Stevia - Natural Sweetner

Summer is right around the corner (though with the temps today you'd think it was already June). With summer in the south come a few staples. BBQ, cook-outs, tomato sandwiches (with Duke's, don't argue), cole slaw and SWEET TEA.

When you grow up in the south sweet tea, and usually REALLY sweet tea, is a given on the table. And in the fridge. It's what you see in restaurants, homes, front porches. But recent years have shown us that guzzling huge amounts of sugar isn't good for us. In our food and our drinks, and our precious sweet tea.

So what do most do? Either drink unsweetened tea, which I actually like, or add artificial sweetener. Which I really dislike. Might be my imagination, but I taste the chemicals so I'd rather drink tea with nothing than tea with that. Plus artificial sweeteners aren't good for you. Bad for you actually - to the point that some argue whether sugar, being natural, is better.

Stevia is packaged and sold as a sugar substitute. I'd heard of it and on a family camping trip tried some in coffee. My cousin had it and was telling me how she'd cut out sugar. I put it in, same amount as the sugar I normally use. NASTY. And cloyingly sweet. Really nasty.

So never really thought about it again. Then, two years ago, when we were setting up our first garden in NoDa Joey saw one at the Home Depot garden center. Since we love to experiment and also love plants that add color, texture, or some other element to the garden we bought one. It grew like crazy. And easily. It looks a lot like a sage plant in leaf structure and color. It grew all summer long before I tried to do anything with it. We had it as a novelty, tasting the sweet leaves and getting others to try them, before really trying it out as a sweetener.

That summer I began to get in better shape. Losing 30 some pounds, cutting out a ton of meats, and cutting out sugar. Since I'd cut sugar out everywhere else I did crave "sweet" from time-to-time. Something new for me. One day I looked up how to use stevia and was surprised at how simple it could be. Forget buying it processed, if you aren't adding sugar to a recipe for the chemical reaction element of cooking - baking for some recipes for instance - it does really well to sweeten...especially tea! The first time I'd tried it, years before, in coffee I had no idea that it can be 20 to 30 times more sweet than sugar. A little goes a long way.

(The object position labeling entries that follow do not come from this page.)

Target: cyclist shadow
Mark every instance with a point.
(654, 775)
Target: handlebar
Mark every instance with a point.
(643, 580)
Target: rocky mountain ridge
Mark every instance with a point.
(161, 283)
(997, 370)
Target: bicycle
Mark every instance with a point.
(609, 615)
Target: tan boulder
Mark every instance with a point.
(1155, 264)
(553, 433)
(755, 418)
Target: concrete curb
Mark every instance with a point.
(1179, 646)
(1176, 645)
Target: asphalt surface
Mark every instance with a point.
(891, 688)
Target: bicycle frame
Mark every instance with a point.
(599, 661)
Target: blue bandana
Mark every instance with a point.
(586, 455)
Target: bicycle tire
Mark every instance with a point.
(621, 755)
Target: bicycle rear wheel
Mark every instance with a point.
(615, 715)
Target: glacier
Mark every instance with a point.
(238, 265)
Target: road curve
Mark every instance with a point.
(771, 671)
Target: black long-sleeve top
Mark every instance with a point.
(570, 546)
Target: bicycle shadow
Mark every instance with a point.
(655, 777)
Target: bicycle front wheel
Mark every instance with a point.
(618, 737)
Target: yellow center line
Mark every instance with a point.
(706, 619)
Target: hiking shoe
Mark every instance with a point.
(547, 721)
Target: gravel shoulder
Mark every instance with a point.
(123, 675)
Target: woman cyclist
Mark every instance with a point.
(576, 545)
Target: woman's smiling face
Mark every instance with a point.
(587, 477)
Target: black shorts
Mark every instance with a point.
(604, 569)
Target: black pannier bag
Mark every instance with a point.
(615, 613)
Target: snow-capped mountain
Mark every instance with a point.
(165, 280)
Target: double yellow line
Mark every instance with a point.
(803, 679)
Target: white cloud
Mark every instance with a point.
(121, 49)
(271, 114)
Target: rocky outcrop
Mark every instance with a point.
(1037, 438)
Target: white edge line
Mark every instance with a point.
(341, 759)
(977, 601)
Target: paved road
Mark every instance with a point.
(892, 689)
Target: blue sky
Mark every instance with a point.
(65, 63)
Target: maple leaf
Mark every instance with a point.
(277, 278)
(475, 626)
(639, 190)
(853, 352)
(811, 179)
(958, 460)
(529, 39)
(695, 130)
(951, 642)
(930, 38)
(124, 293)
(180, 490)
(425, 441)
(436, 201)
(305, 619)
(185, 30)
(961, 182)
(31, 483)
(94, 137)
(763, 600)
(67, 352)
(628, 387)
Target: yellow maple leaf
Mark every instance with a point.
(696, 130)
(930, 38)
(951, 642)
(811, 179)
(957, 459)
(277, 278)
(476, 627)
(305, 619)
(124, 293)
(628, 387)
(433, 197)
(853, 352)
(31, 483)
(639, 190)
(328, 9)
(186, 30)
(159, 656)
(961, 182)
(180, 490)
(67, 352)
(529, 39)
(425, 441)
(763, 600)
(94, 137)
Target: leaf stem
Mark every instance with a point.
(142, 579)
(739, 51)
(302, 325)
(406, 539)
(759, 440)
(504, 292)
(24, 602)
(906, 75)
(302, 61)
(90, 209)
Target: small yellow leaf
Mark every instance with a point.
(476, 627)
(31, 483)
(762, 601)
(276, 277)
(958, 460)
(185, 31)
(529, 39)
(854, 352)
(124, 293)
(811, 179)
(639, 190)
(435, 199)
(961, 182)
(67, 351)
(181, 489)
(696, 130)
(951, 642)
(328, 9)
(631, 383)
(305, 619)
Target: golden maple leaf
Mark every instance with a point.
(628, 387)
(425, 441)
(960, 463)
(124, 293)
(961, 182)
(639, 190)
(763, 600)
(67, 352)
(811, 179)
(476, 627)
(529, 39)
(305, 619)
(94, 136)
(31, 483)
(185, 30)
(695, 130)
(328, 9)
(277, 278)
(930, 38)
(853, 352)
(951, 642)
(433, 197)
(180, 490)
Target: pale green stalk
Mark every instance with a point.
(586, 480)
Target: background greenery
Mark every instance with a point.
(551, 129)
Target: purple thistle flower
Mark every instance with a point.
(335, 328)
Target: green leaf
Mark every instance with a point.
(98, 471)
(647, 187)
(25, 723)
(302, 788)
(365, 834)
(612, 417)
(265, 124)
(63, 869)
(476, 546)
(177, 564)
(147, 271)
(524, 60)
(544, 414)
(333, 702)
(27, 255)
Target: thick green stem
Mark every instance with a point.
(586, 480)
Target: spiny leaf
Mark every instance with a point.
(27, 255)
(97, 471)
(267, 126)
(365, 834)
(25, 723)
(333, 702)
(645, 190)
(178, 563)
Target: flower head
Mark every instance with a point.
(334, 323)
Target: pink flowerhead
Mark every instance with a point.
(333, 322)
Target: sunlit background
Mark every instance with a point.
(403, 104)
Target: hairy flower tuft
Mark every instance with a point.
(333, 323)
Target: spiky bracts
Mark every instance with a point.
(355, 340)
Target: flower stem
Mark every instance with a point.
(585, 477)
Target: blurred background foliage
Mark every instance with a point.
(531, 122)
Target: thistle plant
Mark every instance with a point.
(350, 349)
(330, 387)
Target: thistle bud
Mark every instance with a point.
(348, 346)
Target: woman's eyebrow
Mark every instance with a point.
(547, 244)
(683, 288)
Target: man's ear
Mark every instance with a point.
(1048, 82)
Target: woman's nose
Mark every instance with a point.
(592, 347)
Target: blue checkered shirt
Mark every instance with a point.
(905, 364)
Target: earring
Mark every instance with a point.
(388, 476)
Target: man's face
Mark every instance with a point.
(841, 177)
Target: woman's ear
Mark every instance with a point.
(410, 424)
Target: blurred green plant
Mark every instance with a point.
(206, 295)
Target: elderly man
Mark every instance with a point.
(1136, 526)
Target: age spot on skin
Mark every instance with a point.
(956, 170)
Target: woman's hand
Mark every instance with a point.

Above: so now our stevia grows in the front year, part of our 'edible landscaping'

So now I make sweet tea during the hot summer months. Same recipe for bags to water (so do what you like and are used to) but no sugar. I add stevia leaves, directly from the plant, to the water once it's off the stove top and the tea bags have been added. They all steep together. We sometimes add mint, always add lemon, and we get the same refreshing heat-beating tea that we've grown up with. There is a slight, to me very very slight, difference in taste. Not the sweet part but a hint of an aftertaste that I don't detect any longer and most folks don't either. A bonus on the other hand, none of that syrupy sweet feeling in your mouth from drinking it that some sugary drinks give - goodbye sugar film, I don't miss that at all.

Oh, as for the coffee. I still can't stand stevia in that - blugh - so the morning beans still get sugar...just a teaspoon, and sugar-in-the-raw!